Why do we need the interview?
Four basic questions for which the interviewer needs to find an answer:
– Do you have the necessary knowledge and skills?
– Will you be an asset to the company?
– Are you likeable? Will you complement the existing team?
– Are you manageable?
The power of nerves and knowledge combined.
Feeling nervous or uneasy should not scare and upset you. This can be a good thing; it will keep you alert and totally focused on the important job at hand. Most interviewers will regard it as a positive sign. This shows that you are human and emotional, and you really care about the job.
The Mind of the Interviewer Revealed:
Before you jump into the reality of interviewing, it is crucial to take a step backwards and try to see the interview purely through the interviewer’s eyes. You should also know his or her basic requirements towards the candidates.
1) Why should we hire you?
This question goes to the core of the interview. Your interviewer wants a clear, straightforward response. Before your interview please spend a lot of time thinking about this question. Put yourself in the interviewer’s shoes. Why should the company hire you? Get yourself a large blank sheet of paper and answer it. At your actual interview, the first thing to do is to find out what the company is really looking for to solve the current problem it has. As you begin to answer the question, the first thing to do is to recap the interviewer’s description of the job and the type of person they are seeking and then meet these requirements point-by-point. You might begin by: “Well, this is the key question! In your job description, you clearly state that you are looking for someone who is and who can do Is that an accurate description? You can then conclude by saying: ” I definitely believe I have the skills and qualities you are looking for to be a success in this job. I’m a team player. I listen and am more than willing to learn from my superiors and I have the desire to do very well. Is there anything that I have left out that you would like me to expand on “?
2) How would you rate yourself on a scale of 1-to-10?
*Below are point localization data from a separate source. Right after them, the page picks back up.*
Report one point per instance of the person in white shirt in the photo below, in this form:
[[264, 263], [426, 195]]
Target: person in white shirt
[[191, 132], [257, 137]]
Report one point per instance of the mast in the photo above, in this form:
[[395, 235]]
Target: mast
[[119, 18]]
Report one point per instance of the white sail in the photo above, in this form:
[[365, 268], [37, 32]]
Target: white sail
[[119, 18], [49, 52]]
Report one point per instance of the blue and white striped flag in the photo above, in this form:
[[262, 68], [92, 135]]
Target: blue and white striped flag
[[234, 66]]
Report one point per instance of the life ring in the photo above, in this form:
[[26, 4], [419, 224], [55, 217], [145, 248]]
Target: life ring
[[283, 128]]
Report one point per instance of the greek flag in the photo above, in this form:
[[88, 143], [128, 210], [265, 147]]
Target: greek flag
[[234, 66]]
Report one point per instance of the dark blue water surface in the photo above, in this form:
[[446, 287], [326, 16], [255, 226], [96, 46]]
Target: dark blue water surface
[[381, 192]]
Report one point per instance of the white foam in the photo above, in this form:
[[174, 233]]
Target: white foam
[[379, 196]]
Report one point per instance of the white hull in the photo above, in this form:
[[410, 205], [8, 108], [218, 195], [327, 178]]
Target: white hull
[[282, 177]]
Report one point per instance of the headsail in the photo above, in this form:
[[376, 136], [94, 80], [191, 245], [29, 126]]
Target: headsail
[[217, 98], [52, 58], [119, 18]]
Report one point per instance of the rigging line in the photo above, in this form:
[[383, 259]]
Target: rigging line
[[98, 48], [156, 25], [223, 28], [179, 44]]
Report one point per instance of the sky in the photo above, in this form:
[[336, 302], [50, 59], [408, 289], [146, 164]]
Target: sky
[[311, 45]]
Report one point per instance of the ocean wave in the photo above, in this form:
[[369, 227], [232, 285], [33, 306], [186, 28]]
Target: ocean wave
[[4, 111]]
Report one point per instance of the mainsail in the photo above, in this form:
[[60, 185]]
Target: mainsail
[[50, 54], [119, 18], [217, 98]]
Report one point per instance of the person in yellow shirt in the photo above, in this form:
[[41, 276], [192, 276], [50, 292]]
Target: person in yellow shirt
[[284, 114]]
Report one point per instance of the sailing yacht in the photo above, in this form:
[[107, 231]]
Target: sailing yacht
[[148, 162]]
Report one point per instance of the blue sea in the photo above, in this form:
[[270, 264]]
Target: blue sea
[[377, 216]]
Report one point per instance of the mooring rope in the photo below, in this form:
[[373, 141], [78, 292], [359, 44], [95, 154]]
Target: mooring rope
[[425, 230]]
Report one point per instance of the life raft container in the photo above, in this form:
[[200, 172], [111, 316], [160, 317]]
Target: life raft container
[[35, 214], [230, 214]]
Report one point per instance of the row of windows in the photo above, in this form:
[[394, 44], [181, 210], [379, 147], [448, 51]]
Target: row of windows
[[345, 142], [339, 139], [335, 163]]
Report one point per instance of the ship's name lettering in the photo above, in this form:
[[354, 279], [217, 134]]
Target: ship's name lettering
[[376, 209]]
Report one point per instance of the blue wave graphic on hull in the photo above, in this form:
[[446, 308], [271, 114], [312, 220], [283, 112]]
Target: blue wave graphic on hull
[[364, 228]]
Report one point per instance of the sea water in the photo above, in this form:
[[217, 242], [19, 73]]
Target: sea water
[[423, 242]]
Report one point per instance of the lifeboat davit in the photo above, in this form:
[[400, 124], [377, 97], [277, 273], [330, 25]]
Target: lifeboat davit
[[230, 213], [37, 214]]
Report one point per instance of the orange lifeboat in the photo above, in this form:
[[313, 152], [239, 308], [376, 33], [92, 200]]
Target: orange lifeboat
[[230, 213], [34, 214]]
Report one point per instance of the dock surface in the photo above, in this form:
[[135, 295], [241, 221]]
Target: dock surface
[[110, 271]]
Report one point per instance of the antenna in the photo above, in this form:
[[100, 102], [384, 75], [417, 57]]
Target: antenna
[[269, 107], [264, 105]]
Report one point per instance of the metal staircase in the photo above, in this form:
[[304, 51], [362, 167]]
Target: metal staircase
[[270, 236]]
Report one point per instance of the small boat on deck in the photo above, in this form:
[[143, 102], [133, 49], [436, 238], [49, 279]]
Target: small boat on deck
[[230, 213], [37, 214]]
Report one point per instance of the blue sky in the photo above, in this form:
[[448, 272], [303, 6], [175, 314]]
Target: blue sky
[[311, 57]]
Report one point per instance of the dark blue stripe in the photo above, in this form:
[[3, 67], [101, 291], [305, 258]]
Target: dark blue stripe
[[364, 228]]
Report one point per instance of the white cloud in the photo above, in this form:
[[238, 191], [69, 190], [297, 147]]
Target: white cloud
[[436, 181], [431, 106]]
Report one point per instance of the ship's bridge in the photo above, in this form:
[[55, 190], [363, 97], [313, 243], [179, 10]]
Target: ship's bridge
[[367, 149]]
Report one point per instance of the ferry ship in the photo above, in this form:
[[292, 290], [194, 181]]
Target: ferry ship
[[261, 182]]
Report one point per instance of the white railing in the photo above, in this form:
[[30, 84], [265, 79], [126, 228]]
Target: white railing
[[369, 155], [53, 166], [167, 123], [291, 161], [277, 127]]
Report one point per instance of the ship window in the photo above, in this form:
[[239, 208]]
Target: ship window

Again, another possible trick question. If you say anything from 1-5 they will think you must lack confidence and any trace of self-belief. However, if you immediately rate yourself nearer the 8-10 mark they will probably think: ” What an arrogant bugger – what would he be like to work with?” Of course, the real purpose behind this question is to discover what you really think of yourself. It is a psychological question designed to test how relaxed and confident you are in your own ‘skin’. Psychologists believe that the people who learn and pick up things the fastest and thus have the capacity to contribute the most, find it easier to get along with other people, and have a healthy sense of self-esteem, tend to really like and value themselves. So don’t go too low and don’t go too high. The best way to deal with this question is to try to steer it away from being a question about self-esteem and re-direct it towards your work performance. Say: “Well, that is a good question. How would I rate myself? I can only assume that you are referring to my ability to do the job so I have to say that I am quite confident about that and would rate myself edging well up to the seven or eight marks. However, with all the work experience I will obtain here and every day, just being around and learning from the experienced and skilled craftsmen I will be working with day after day watch that figure go up!
3) Do you have any questions?
This is an old favourite. Usually, this question is a sign that the interview is coming to a close and a signal that this could be your last chance to make a favourable impression. When an interviewer asks this question it is not just out of courtesy to you, it is also an attempt to find out just how interested you really are in this position. For example, if you are really interested in a certain career, you would have lots of questions you would love to ask. If you do, use this opportunity to ask them. An interviewer will also ask this question to judge how confident and forceful you are. A strong, competent person will ask relevant questions and expect a coherent answer back. If you don’t ask questions you may appear too quiet, hesitant or insecure lacking the inner strength necessary to make an impact in your job. As with most things, adopt a balanced approach – not too many question and yet, at the same time not too few. Use the following suggestions to devise suitable questions.
Ask the interviewer why he joined the company and if he could tell you what challenges and opportunities keep him here.
Ask practical questions about the job. “Where is the job located? Are there training programs available for staff members and how long before one can apply for them?” Or: “What might my first assignment be?”